I blustered something about not knowing what day it was and of course I knew and sorry but I was going to wish him a happy birthday anyway all the time avoiding saying the unsayable. Because he wasn’t well. Hadn’t been for a while. We never talked about it. We talked about football and work.

“Aren’t you going to aske me then?”

“Ask you what?”

“Idiot. Ask me how I’m doing”

So I asked, I didn’t see that there was any way I could avoid doing so. And that was when he told me that it was hopeless and over and weeks not months so I did what any normal person would do and slid to the floor whilst burbling inanities about how he was a fighter and he’d beat it. Sitting on the stockroom floor lying with insane cheerfulness. This, I think, irritated him more than getting his birthday wrong.

“No. I won’t. I’m fucked.”

And that was pretty much the end of the conversation, we exchanged some rote postscripts about speaking soon and I made a too hearty joke about not cancelling Christmas plans just yet and he, very quietly, and with feeling, said that I was a cunt. And I said I wasn’t it was just a lot to take in. Then he said he was sorry that this was difficult for me, he, on the other hand was having a whale of a time and I said now who’s being a cunt violin time is it and he laughed.

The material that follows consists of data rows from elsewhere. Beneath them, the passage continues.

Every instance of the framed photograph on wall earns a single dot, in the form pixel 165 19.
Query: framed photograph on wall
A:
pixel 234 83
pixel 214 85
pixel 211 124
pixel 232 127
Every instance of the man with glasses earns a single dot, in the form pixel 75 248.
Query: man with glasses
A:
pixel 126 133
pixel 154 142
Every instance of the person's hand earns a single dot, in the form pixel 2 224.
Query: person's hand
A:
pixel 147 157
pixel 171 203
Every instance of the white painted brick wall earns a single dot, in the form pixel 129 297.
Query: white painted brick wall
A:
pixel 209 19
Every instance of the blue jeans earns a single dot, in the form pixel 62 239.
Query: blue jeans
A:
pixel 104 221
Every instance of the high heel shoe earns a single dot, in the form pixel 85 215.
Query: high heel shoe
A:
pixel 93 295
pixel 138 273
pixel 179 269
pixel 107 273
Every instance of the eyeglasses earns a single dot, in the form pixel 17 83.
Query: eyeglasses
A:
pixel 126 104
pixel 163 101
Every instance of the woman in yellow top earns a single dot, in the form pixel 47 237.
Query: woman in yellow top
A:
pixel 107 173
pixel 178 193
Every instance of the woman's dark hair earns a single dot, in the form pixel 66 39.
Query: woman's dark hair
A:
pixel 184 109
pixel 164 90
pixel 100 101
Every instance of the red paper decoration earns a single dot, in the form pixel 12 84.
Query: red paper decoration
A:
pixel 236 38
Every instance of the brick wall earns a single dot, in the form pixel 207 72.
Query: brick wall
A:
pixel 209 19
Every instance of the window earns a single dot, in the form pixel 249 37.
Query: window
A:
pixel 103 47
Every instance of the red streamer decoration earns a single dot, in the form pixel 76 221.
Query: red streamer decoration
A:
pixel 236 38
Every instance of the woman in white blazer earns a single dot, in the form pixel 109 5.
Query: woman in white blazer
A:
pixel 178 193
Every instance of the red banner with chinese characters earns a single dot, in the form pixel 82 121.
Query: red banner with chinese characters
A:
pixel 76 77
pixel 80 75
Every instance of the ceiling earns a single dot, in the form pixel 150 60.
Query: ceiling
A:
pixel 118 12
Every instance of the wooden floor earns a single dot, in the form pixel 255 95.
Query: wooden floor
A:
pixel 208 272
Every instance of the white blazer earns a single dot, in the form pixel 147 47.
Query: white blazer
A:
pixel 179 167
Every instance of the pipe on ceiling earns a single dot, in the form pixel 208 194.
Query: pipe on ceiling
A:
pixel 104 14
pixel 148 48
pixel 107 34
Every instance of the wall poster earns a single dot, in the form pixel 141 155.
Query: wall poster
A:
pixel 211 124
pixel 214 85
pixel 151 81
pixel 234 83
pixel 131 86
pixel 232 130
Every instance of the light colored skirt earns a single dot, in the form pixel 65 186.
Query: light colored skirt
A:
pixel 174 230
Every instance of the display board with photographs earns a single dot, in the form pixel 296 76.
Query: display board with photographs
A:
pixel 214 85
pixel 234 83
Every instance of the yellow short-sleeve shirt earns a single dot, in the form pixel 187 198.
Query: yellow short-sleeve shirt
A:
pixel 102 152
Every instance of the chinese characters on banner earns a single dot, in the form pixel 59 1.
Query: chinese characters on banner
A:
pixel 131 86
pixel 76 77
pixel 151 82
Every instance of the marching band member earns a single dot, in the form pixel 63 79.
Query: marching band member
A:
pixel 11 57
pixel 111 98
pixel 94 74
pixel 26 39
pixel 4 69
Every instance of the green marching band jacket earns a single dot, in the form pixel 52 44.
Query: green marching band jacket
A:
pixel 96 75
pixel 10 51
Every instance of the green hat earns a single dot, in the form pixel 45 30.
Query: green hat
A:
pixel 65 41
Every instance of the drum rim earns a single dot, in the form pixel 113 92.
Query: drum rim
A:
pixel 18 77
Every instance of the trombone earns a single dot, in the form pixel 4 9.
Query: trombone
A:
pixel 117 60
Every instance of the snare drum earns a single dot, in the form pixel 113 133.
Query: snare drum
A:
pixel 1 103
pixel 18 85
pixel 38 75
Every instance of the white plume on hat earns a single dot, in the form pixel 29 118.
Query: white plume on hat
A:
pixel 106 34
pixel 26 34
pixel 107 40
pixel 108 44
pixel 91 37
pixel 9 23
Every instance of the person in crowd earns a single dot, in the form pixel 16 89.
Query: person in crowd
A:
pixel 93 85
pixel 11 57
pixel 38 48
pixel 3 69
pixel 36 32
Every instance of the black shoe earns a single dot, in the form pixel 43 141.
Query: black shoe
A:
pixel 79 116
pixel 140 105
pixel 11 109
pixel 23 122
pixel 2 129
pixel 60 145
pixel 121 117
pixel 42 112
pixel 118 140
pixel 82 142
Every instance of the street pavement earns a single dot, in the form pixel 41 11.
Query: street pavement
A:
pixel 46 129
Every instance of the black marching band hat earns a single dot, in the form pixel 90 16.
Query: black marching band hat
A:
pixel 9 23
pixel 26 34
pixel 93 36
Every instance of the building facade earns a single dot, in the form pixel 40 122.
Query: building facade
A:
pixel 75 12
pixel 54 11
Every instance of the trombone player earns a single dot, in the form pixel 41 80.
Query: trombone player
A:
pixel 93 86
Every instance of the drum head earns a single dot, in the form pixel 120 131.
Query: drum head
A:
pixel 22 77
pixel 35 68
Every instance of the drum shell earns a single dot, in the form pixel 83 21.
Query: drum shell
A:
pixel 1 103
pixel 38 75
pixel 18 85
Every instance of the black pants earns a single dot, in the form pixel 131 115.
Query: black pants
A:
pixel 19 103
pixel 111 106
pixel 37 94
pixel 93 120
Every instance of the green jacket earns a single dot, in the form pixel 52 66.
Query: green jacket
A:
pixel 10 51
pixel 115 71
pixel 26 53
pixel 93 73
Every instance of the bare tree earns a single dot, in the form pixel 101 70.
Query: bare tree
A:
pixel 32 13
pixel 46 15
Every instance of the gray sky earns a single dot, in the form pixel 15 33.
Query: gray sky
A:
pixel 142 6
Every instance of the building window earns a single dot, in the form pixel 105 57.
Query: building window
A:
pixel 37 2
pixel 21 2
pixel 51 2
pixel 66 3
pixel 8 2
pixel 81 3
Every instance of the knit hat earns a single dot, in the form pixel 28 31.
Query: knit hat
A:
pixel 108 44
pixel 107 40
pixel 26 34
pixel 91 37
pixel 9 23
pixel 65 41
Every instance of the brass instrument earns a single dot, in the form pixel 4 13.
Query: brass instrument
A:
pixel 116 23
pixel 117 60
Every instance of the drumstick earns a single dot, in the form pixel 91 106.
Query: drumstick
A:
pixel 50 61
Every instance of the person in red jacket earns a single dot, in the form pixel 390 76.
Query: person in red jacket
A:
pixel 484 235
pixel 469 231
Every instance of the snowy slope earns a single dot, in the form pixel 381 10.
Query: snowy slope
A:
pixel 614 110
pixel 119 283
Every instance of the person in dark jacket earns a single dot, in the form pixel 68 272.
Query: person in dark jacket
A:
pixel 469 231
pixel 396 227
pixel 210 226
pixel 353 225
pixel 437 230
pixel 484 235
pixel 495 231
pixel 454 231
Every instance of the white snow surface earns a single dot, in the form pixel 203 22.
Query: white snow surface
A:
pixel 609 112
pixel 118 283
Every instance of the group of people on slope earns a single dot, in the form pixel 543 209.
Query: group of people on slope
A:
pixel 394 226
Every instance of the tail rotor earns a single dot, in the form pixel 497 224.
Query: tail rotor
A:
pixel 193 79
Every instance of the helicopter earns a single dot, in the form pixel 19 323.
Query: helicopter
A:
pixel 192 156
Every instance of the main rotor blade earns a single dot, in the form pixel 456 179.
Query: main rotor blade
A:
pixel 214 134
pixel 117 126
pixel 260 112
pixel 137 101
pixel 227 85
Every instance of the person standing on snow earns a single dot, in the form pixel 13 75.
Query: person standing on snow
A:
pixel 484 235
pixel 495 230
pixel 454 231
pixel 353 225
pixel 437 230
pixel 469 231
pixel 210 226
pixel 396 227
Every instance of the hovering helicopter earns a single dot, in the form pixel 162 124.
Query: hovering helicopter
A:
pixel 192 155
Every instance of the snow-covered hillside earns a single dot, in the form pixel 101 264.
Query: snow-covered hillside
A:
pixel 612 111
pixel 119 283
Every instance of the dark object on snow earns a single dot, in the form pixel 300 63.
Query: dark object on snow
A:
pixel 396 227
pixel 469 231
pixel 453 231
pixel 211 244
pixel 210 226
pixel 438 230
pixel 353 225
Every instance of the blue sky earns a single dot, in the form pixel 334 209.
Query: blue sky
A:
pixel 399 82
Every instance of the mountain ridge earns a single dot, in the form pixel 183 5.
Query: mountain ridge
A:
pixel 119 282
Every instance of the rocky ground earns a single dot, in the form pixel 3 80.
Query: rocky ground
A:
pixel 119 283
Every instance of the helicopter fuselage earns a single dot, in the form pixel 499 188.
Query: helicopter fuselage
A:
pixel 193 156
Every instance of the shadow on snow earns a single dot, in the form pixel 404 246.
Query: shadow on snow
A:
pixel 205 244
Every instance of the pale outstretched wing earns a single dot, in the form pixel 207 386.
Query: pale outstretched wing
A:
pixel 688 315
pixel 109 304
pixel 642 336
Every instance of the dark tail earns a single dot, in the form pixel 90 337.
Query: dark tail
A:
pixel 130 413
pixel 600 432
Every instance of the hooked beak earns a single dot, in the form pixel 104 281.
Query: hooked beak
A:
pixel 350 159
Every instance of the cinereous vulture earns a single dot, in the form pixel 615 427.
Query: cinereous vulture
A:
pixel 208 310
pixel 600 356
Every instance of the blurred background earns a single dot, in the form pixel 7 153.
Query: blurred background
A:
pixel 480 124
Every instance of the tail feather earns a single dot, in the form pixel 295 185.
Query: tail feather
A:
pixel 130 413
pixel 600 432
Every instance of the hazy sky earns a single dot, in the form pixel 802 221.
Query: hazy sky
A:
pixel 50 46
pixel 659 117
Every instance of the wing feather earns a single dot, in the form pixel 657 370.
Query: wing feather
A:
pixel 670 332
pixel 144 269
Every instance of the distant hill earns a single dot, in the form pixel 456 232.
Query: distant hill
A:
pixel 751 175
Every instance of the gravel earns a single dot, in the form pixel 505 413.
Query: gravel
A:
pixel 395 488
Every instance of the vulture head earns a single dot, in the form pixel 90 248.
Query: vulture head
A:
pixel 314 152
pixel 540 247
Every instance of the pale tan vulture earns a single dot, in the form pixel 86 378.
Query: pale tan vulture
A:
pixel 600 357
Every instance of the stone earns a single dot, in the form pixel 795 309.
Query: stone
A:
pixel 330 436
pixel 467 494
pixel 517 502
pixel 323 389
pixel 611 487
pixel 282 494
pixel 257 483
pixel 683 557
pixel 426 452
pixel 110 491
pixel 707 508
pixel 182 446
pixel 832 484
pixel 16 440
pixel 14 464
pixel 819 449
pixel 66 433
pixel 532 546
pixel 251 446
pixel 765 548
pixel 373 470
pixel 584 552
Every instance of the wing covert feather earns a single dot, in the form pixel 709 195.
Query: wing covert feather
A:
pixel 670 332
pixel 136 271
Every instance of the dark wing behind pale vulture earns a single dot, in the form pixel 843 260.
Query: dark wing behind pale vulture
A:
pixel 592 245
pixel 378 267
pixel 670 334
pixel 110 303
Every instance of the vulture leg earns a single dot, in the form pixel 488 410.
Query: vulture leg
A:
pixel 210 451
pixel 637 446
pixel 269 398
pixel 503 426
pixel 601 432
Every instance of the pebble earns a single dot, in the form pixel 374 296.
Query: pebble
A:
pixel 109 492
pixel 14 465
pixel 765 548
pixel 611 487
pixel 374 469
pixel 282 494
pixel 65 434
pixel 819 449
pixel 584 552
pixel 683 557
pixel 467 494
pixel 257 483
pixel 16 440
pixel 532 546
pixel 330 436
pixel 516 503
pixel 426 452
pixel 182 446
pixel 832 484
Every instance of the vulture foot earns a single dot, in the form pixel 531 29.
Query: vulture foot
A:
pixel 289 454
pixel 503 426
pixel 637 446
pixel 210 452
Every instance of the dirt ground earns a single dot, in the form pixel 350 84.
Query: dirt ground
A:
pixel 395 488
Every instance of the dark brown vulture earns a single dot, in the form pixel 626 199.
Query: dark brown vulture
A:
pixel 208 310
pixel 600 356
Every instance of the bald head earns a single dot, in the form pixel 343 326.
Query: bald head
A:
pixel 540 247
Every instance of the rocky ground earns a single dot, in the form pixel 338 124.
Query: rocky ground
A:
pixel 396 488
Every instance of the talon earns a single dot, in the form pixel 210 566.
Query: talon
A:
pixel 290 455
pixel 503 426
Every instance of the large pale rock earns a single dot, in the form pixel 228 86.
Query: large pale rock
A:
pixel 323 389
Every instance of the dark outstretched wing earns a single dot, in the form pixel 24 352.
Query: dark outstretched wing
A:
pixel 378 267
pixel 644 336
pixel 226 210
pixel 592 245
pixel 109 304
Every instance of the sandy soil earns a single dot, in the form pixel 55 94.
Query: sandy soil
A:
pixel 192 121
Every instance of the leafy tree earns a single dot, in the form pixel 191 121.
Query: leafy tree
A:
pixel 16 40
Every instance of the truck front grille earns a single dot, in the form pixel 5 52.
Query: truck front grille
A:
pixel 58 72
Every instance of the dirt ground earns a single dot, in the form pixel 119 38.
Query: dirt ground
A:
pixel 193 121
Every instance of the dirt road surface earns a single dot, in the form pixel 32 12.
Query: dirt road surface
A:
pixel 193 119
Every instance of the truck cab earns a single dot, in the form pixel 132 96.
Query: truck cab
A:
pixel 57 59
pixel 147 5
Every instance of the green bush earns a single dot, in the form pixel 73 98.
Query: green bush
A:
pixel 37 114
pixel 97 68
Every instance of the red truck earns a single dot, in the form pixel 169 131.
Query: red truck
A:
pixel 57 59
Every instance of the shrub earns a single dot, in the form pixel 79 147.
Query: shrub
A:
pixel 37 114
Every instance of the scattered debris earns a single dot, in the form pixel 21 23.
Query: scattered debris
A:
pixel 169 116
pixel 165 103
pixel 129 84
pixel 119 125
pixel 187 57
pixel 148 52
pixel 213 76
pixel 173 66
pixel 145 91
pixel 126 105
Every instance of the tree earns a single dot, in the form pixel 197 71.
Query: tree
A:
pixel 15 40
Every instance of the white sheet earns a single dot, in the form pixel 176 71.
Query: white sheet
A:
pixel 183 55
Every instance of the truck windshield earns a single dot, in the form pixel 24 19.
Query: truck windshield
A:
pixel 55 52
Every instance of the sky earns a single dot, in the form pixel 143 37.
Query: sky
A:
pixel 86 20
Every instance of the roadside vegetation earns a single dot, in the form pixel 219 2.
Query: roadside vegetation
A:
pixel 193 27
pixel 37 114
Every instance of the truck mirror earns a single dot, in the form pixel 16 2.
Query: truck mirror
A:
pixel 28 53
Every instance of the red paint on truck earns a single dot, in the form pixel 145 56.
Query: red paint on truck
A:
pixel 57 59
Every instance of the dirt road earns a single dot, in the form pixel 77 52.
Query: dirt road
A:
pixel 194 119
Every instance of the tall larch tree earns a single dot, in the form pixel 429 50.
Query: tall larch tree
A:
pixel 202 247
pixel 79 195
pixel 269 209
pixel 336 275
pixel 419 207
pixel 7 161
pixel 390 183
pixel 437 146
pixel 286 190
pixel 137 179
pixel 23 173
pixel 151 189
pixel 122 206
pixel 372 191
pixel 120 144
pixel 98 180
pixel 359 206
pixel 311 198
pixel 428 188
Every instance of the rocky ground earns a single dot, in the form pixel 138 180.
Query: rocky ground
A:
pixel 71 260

I sat there for a while before I got back to work. I remembered when, as children, we’d broken into an abandoned garage and, climbing in through the window had landed on some sheets of a substance which cracked and puffed and turned to dust as we landed on it, great choking clouds. I wondered if it was that, then, or something else. I wondered why, even now, I couldn’t remember the date of his birthday. Then I started trying to remember everyone’s birthdays and realised I didn’t know any of them. And then I started going through the year month by month, trying to pin them down, I began to formulate plans for carelessly and artlessly asking other family members, resolving to note them all down. I didn’t think about him. I very carefully didn’t think about him.

It was some hours later when I finally finished up and sent my sleeping wife the text to let her know not to worry, I was on my way home. It was the curiously soothing poetry of the shipping forecast that accompanied my washing and sterilising of the surfaces and equipment, Forties, Cromarty. The adaptation of the Glass Bead Game had long since finished. I wondered what the rules were.